BodyVox has put on many distinctive shows, such as the recent "BloodyVox" during Halloween.
Roland looks back at their work on "Carmina Burana" as a seminal "big bang" moment
Hampton reflects on doing shows with live bands and live video effects. They've done shows with the music of Tom Waits, Joe Henry and Elvis Costello, and many collaborations with Chamber Music Northwest and a show with Edgar Meyer.
In "Lexicon," BodyVox has teamed with Italian avant-garde composer Ludovico Einaudi, who touches on classical, rock, electronica and world music and whose film scores have included "Doctor Zhivago" (2002) and "Sotto Falso Nome" (2004).
BodyVox also makes short films, which they play throughout performances.
"What you do on film you can't do on stage," Roland says. "You can create different hours of days and scenes instantaneously. That's inviting. It lends a break to dancers and audiences. And we like to put our evening together so the audience goes on a journey. Films sew the show together, they can build a theatrical arc."

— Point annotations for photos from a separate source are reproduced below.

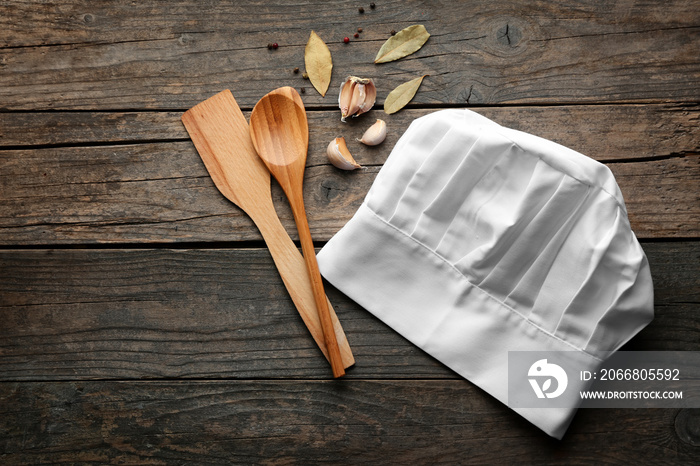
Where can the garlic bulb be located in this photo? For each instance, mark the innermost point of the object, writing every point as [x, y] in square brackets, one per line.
[375, 134]
[339, 155]
[357, 96]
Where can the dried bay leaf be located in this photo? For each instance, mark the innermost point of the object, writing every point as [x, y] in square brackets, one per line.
[405, 42]
[399, 97]
[317, 58]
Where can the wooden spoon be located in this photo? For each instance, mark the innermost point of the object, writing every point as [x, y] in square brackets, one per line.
[280, 134]
[220, 133]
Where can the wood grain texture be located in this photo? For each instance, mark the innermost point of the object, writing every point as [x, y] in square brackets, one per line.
[265, 422]
[171, 55]
[605, 132]
[132, 190]
[224, 313]
[221, 135]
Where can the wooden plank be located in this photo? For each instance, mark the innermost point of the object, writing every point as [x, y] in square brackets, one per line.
[223, 313]
[161, 192]
[606, 132]
[306, 422]
[171, 55]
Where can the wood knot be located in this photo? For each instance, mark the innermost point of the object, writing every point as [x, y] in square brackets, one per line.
[509, 35]
[688, 426]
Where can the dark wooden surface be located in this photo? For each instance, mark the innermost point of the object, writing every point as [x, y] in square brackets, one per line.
[141, 319]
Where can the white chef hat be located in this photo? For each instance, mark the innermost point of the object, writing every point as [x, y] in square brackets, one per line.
[476, 240]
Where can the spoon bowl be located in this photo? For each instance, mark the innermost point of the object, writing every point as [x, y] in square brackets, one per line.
[280, 133]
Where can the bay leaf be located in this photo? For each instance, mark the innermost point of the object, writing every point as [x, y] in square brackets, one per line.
[319, 64]
[405, 42]
[399, 97]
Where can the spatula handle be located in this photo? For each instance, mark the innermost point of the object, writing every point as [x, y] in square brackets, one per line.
[293, 271]
[307, 247]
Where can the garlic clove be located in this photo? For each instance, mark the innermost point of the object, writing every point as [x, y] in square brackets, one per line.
[339, 155]
[370, 98]
[375, 134]
[357, 96]
[344, 98]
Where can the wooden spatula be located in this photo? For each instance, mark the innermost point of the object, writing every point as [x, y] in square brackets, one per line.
[280, 134]
[221, 135]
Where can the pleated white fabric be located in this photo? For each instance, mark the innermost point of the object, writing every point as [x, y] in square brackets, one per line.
[476, 240]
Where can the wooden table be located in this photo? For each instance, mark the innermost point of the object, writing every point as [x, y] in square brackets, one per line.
[141, 317]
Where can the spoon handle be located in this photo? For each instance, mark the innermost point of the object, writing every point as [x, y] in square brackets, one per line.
[293, 271]
[307, 247]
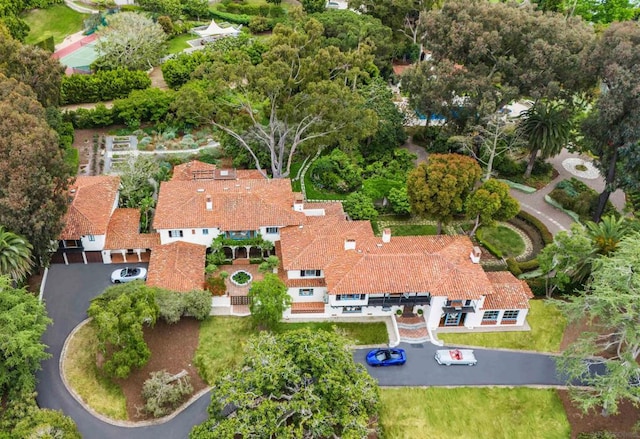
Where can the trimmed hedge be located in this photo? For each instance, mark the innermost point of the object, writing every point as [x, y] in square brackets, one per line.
[104, 85]
[494, 251]
[546, 235]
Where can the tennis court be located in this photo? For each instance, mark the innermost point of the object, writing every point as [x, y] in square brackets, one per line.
[82, 57]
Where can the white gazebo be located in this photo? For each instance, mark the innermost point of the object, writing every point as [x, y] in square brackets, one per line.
[214, 30]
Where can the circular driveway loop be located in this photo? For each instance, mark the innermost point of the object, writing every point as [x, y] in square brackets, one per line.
[69, 289]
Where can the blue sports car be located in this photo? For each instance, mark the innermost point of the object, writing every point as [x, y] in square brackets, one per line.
[386, 357]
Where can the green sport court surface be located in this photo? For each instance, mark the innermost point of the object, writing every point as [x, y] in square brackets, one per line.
[82, 57]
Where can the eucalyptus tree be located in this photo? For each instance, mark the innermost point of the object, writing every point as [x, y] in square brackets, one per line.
[302, 96]
[612, 129]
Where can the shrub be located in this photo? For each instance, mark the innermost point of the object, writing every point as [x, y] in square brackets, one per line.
[197, 304]
[547, 237]
[216, 286]
[162, 393]
[170, 305]
[512, 266]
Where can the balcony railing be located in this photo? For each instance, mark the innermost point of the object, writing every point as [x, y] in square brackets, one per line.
[399, 301]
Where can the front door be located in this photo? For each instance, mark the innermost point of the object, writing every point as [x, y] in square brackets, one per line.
[452, 319]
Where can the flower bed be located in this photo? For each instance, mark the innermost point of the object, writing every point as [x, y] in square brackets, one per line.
[241, 278]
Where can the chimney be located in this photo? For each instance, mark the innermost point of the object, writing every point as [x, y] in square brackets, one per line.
[475, 255]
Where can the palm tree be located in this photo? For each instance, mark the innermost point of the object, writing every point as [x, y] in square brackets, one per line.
[15, 255]
[608, 233]
[547, 127]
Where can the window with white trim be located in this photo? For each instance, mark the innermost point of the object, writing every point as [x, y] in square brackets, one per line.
[490, 316]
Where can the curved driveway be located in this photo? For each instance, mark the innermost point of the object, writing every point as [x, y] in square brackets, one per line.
[69, 289]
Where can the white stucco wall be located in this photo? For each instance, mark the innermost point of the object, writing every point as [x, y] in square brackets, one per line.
[188, 236]
[96, 245]
[295, 274]
[318, 295]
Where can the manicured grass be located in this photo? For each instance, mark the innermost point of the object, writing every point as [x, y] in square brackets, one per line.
[220, 346]
[82, 374]
[358, 333]
[179, 43]
[473, 413]
[413, 230]
[58, 21]
[503, 239]
[547, 326]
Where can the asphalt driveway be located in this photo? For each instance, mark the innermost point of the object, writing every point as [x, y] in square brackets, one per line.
[69, 290]
[502, 368]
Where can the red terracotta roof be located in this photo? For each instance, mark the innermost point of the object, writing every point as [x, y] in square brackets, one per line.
[124, 232]
[236, 204]
[92, 202]
[178, 266]
[508, 292]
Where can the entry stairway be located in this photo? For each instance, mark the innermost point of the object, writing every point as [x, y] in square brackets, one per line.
[412, 329]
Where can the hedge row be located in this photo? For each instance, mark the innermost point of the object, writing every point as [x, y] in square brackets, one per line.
[102, 86]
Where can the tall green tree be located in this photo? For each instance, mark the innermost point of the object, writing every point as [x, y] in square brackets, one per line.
[33, 175]
[268, 299]
[493, 53]
[15, 255]
[119, 315]
[23, 320]
[131, 41]
[491, 202]
[301, 97]
[611, 304]
[300, 383]
[612, 129]
[547, 128]
[439, 188]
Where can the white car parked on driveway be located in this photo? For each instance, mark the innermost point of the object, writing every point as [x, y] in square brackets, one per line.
[456, 356]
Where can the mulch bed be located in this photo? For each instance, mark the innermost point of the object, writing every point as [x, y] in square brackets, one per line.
[172, 349]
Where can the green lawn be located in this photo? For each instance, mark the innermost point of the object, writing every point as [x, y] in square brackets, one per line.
[359, 333]
[82, 374]
[413, 230]
[547, 326]
[220, 347]
[473, 413]
[57, 21]
[503, 239]
[179, 43]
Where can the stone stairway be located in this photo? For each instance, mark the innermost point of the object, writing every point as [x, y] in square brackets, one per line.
[412, 329]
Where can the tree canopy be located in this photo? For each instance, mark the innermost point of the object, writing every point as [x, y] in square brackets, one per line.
[302, 96]
[440, 187]
[33, 175]
[297, 384]
[131, 41]
[268, 299]
[486, 54]
[612, 128]
[611, 303]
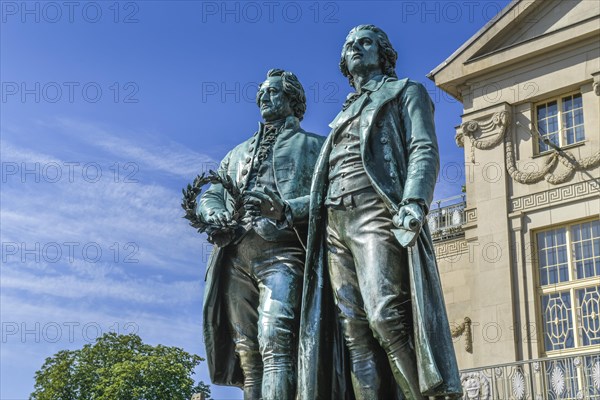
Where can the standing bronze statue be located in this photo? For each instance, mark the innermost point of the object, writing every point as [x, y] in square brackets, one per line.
[371, 271]
[254, 279]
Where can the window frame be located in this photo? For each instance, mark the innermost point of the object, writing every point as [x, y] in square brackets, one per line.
[572, 285]
[562, 139]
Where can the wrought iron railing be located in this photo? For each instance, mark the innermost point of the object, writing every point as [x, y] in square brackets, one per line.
[565, 378]
[446, 217]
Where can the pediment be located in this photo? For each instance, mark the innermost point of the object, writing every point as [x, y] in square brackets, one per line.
[523, 30]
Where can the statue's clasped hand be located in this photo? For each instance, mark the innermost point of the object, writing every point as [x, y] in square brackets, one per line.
[221, 219]
[267, 204]
[410, 217]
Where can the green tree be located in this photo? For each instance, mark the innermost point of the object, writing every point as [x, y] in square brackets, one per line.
[119, 367]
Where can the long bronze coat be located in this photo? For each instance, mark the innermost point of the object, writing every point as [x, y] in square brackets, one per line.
[294, 156]
[400, 156]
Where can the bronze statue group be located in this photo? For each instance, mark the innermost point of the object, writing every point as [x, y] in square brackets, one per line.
[314, 293]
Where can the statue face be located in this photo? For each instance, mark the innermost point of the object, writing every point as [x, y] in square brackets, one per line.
[273, 102]
[361, 52]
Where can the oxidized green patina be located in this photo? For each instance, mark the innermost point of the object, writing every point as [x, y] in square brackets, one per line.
[374, 323]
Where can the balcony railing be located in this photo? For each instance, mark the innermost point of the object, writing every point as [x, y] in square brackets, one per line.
[566, 378]
[446, 218]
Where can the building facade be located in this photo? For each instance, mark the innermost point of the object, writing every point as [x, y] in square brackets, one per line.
[520, 261]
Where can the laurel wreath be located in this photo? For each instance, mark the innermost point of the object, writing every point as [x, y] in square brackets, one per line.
[216, 233]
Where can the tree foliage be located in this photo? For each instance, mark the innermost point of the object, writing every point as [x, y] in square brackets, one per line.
[118, 367]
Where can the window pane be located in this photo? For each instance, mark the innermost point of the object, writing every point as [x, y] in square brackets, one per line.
[541, 112]
[567, 104]
[586, 249]
[589, 311]
[579, 134]
[568, 120]
[558, 326]
[577, 101]
[543, 127]
[578, 115]
[592, 376]
[552, 125]
[552, 249]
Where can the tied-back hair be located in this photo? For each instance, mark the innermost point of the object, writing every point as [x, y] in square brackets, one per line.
[292, 88]
[387, 54]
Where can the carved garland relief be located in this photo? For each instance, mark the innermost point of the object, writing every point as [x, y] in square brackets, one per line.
[497, 127]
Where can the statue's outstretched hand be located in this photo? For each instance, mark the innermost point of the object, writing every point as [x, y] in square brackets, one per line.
[267, 204]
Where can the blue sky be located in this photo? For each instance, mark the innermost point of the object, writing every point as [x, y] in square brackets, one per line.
[109, 108]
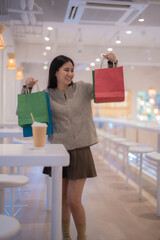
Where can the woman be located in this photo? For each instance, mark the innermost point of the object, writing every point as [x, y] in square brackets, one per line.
[73, 127]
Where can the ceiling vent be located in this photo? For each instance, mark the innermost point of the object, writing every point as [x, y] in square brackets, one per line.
[103, 12]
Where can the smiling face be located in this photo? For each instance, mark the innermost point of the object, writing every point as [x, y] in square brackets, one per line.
[64, 76]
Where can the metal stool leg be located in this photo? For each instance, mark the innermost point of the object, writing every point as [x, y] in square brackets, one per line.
[158, 188]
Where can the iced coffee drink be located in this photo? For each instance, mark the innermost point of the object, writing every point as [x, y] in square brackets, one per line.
[39, 134]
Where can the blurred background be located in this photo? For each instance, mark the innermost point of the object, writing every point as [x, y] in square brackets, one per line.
[33, 32]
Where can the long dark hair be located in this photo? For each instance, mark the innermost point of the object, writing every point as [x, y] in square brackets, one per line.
[56, 63]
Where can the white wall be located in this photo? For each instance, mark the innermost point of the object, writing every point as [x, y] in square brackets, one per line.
[30, 56]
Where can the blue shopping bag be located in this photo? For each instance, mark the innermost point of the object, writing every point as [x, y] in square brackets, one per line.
[27, 131]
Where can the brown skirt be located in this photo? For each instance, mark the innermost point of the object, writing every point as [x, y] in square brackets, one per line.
[81, 165]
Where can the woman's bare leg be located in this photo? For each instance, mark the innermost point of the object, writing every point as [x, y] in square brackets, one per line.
[75, 189]
[65, 211]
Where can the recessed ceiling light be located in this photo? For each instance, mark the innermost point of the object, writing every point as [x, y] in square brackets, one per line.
[141, 19]
[128, 32]
[48, 48]
[50, 28]
[110, 49]
[118, 41]
[46, 38]
[98, 59]
[87, 68]
[45, 67]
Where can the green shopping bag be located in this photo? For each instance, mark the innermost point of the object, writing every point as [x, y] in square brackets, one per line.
[35, 103]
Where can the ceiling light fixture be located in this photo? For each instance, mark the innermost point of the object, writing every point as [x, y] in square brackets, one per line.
[19, 74]
[87, 68]
[98, 59]
[45, 67]
[2, 43]
[11, 61]
[118, 41]
[110, 49]
[141, 19]
[46, 38]
[48, 48]
[50, 28]
[128, 32]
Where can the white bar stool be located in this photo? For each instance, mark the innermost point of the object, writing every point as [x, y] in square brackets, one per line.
[126, 145]
[10, 181]
[156, 157]
[139, 151]
[9, 227]
[115, 141]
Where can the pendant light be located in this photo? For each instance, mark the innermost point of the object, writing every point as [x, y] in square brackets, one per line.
[19, 74]
[152, 92]
[2, 43]
[11, 61]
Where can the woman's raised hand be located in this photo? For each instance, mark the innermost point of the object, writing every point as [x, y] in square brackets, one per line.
[30, 82]
[110, 57]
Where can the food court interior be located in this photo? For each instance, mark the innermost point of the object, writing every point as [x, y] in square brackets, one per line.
[122, 202]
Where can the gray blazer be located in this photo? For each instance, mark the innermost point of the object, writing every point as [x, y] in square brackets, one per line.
[73, 124]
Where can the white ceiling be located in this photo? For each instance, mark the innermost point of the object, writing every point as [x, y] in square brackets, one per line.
[95, 34]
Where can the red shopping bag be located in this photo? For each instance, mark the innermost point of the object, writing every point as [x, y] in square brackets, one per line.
[108, 85]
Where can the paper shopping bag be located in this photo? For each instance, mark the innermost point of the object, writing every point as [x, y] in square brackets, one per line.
[35, 103]
[108, 85]
[27, 131]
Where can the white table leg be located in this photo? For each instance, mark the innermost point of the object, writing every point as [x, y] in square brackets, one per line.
[56, 213]
[49, 190]
[158, 188]
[158, 143]
[1, 201]
[126, 166]
[140, 176]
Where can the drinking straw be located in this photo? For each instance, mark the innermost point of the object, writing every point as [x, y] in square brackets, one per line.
[32, 117]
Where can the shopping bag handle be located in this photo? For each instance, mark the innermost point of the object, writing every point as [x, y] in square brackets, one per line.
[37, 88]
[102, 61]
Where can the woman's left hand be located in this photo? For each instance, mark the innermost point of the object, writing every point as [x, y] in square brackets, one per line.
[110, 57]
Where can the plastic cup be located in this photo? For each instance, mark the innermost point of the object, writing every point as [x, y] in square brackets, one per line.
[39, 134]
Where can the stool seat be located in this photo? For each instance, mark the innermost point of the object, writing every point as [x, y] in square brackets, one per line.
[11, 181]
[137, 149]
[9, 227]
[153, 156]
[128, 144]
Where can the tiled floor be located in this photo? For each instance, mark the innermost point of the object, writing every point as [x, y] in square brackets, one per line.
[113, 211]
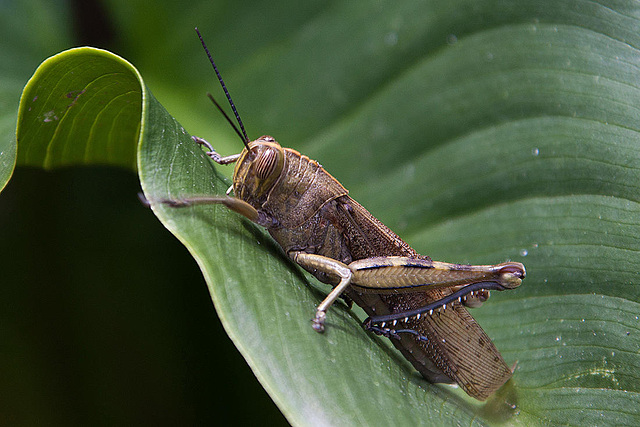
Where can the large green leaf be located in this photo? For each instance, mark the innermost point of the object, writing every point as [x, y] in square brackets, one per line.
[481, 131]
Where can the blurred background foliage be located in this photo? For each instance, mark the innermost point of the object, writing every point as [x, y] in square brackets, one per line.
[104, 316]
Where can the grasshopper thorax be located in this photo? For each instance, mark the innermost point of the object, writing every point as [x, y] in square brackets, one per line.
[257, 170]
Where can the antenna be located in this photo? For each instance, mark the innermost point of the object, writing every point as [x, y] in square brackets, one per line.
[243, 136]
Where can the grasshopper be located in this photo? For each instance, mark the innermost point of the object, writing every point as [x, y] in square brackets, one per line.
[418, 303]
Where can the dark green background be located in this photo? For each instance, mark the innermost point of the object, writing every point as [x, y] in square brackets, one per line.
[104, 316]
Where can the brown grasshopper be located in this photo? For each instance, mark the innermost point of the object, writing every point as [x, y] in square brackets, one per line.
[416, 302]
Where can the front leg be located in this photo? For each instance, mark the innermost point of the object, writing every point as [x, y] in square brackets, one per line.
[213, 155]
[331, 267]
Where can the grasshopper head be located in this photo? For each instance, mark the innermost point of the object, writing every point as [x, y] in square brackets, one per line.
[257, 169]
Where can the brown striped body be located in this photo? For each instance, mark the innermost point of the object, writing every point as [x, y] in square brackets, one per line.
[305, 209]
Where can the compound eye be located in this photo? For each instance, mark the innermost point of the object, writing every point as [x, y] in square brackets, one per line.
[266, 163]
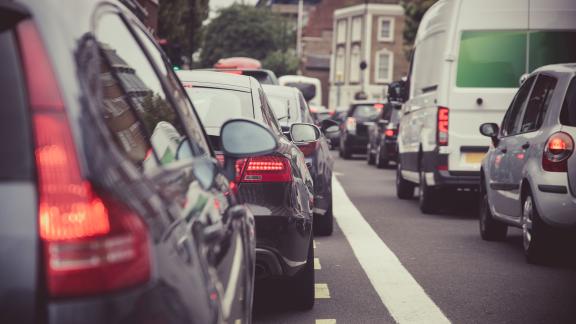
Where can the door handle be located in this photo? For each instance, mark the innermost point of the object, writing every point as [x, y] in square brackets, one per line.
[526, 145]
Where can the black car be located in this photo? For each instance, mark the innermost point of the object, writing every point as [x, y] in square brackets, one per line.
[290, 108]
[382, 147]
[354, 129]
[114, 207]
[278, 187]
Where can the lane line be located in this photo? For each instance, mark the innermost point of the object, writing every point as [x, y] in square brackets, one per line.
[404, 298]
[317, 265]
[321, 291]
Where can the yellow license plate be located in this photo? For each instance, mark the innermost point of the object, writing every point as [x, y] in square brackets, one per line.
[474, 158]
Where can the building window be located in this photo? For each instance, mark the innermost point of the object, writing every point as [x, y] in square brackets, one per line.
[341, 31]
[355, 64]
[356, 29]
[384, 66]
[385, 29]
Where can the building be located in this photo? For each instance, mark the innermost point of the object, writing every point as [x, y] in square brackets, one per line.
[370, 33]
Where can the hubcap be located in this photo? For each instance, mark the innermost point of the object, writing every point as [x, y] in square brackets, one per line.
[527, 215]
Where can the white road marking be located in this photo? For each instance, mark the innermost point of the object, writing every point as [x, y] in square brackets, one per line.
[321, 291]
[317, 265]
[404, 298]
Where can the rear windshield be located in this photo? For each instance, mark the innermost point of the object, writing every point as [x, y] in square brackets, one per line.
[497, 59]
[568, 114]
[215, 106]
[16, 143]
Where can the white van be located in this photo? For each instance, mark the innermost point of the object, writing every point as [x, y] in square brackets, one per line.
[469, 56]
[302, 82]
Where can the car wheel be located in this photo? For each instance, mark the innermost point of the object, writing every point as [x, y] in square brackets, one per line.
[370, 158]
[302, 285]
[535, 236]
[429, 197]
[381, 162]
[404, 188]
[490, 229]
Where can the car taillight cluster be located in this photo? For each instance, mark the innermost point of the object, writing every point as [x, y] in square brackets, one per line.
[557, 150]
[442, 126]
[91, 243]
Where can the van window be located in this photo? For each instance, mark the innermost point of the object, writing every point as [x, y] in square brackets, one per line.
[491, 59]
[568, 114]
[538, 103]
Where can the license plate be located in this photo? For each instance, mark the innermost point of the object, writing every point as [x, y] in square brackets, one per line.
[474, 158]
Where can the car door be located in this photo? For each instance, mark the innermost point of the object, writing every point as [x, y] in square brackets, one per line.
[504, 158]
[200, 251]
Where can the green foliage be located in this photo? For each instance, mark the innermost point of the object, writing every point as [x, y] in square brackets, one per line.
[282, 63]
[414, 11]
[242, 30]
[180, 23]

"Lexicon" is language, and the choreographers put together the piece to use technology in the service of the dance to make them create different movements. There are infrared sensors, live video graphics, motion capture, virtual reality and other technologies. There is green-screen video use, there is animation use. All to accentuate communication in the non-verbal sense through space, sound, light and motion.
"This show is incredibly immersive," Hampton says. They call it "a true laboratory of dance theater."
Working alongside them are filmmaker Mitchell Rose and animator Mike Smith (lead character designer on Laika's "The Boxtrolls").
Hampton and Roland have performed many times together. For "Lexicon," they are just choreographers, which Hampton actually prefers these days.
Dancing in your 50s and 60s is quite different than in your youth.
And it's often more fun to set up dance for others, says Hampton, who does stay in terrific shape with a committed workout regimen — as does Roland.
"You try to stay as healthy as you can," says Hampton, speaking for both of them. "After awhile, you find that your body is creating limitations. You can choose to utilize it in the service of the work, or 'I can't do that move, but I know what I want to see,' so you have other people do it.
"My body is constricting now, and it won't do things as before. My imagination runs wild, though. And I find that choreography is richer because I'm not trying to do it. I'm not dancing, I'm seeing. You can dance in your mind and imagination. It really works. It's still dancing, and I find I don't miss it."
They performed on "BloodyVox." "The vehicle defines our involvement," Roland adds.
Says Hampton: "Dancing on stage is completely different than standing outside and choreographing and putting work on. At this point in our evolution, it's really hard to do both simultaneously. If I'm going to try to make a piece and be in it, it's pretty difficult."
But dancing together is still "rich and wonderful," he adds.
Indeed, they have maintained a symbiotic relationship on and off the stage, and they have two sons. It goes back to their many years of knowing each other, working with each other, before, as Hampton says, they went "all in."
Says Roland: "We did a lot of growing up in the company before BodyVox; with ISO, we had four artistic directors. There was a lot of struggle getting ideas on stage, making shows right, we burned off collaborative karma. We realized how to best work with each other ... It helped us see the goal as where you put your effort, instead of putting your personal identity into it. In marriage, you work toward making the marriage great, and in the company making dance great."
Adds Hampton: "Ashley and I, a long time ago, eradicated, for the most part, having any ego around what we do."
"Lexicon" stages at 7:30 p.m. Thursdays-Saturdays, as well as 2 p.m. Saturdays, through Dec. 16, at BodyVox Dance Center, 1201 N.W. 17th Ave. Tickets/info: starting at $30, www.bodyvox.com.